L’incontro dei sette comuni costieri segue altri confronti che si sono svolti già nelle scorse settimane che hanno visto coinvolti i dirigenti delle Ferrovie dello Stato, gli Assessori Regionali all’Urbanistica, Territorio, Demanio marittimo, Nicola Campitelli e al Turismo, Daniele D’Amario e il Presidente della Provincia di Chieti, Mario Pupillo.
Occasioni in cui è stata esposta la proposta di acquisizione delle aree dismesse da parte dei centri della Costa dei Trabocchi e manifestata l’intenzione di dar vita a un interlocutore unico per trattare con le Ferrovie dello Stato.
“L’unione dei sindaci in un soggetto unico, faciliterà la trattativa che avvieremo con le Ferrovie per l'acquisizione delle vecchie stazioni (Fossacesia, San Vito Chietino, Torino di Sangro e Vasto) e dei terreni dislocati sull'ex tracciato. D'intesa con la Provincia di Chieti e la Regione Abruzzo sarà pianificata una progettazione attenta nel rispetto dell'ambiente e del paesaggio per le aree che saranno da noi gestite” affermano Menna, Marinucci, Di Fonso, Di Giuseppantonio, Di Rito, Bozzelli e Castiglione
“Un altro importante aspetto – proseguono i sindaci – dei beni ferroviari riguarda Casalbordino, dove chiederemo anche la vendita di un ex parcheggio e di due locali dismessi dell’attuale stazione. Ora, però, è di fondamentale importanza che la Regione sostenga economicamente il nostro obiettivo e consenta di poter raggiungere quanto prima l'accordo con le Ferrovie dello Stato, alle quali va riconosciuto il merito di aver creduto nella possibilità che il proprio patrimonio immobiliare dismesso, potesse essere acquisito dagli enti locali.”

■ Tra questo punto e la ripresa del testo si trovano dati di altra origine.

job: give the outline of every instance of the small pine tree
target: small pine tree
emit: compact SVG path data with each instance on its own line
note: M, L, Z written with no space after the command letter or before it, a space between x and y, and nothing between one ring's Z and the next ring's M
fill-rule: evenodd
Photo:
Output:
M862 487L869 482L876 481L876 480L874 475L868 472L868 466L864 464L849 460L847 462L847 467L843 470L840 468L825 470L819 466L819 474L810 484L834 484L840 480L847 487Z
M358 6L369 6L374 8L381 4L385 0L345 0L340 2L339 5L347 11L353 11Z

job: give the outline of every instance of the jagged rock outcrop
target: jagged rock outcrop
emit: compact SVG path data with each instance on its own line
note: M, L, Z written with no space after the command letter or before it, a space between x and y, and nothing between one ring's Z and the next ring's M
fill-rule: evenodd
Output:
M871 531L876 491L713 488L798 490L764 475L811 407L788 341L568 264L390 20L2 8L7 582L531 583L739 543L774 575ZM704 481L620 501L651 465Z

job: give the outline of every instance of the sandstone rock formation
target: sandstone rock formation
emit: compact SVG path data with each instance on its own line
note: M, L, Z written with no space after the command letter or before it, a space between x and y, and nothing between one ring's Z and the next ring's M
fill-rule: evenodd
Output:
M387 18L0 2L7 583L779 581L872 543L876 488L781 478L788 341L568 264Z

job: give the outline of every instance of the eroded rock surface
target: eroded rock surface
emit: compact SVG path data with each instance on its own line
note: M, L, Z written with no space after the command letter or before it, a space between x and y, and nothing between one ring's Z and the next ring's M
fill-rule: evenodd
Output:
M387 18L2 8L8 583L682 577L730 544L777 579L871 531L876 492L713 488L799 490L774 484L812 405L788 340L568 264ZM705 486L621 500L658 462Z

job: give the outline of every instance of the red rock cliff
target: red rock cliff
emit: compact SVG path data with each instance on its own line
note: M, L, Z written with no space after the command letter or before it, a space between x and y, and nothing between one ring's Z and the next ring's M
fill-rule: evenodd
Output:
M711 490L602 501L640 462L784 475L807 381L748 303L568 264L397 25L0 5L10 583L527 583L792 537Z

I sindaci lanciano un appello al presidente della regione: “Facciamo quindi appello alla sensibilità del presidente Marco Marsilio perché confermi gli impegni presi dai suoi predecessori, Gianni Chiodi e Luciano D’Alfonso, che avevano manifestato la disponibilità della Regione a sostenere un ulteriore finanziamento per l’acquisto. Il nostro obiettivo è quello di chiudere la trattativa prima di dicembre 2021.”
“La Via Verde della Costa dei Trabocchi, che è il patrimonio dell’intero Abruzzo - concludono i sindaci- contribuirà notevolmente al decollo dell’economia turistica della nostra regione”.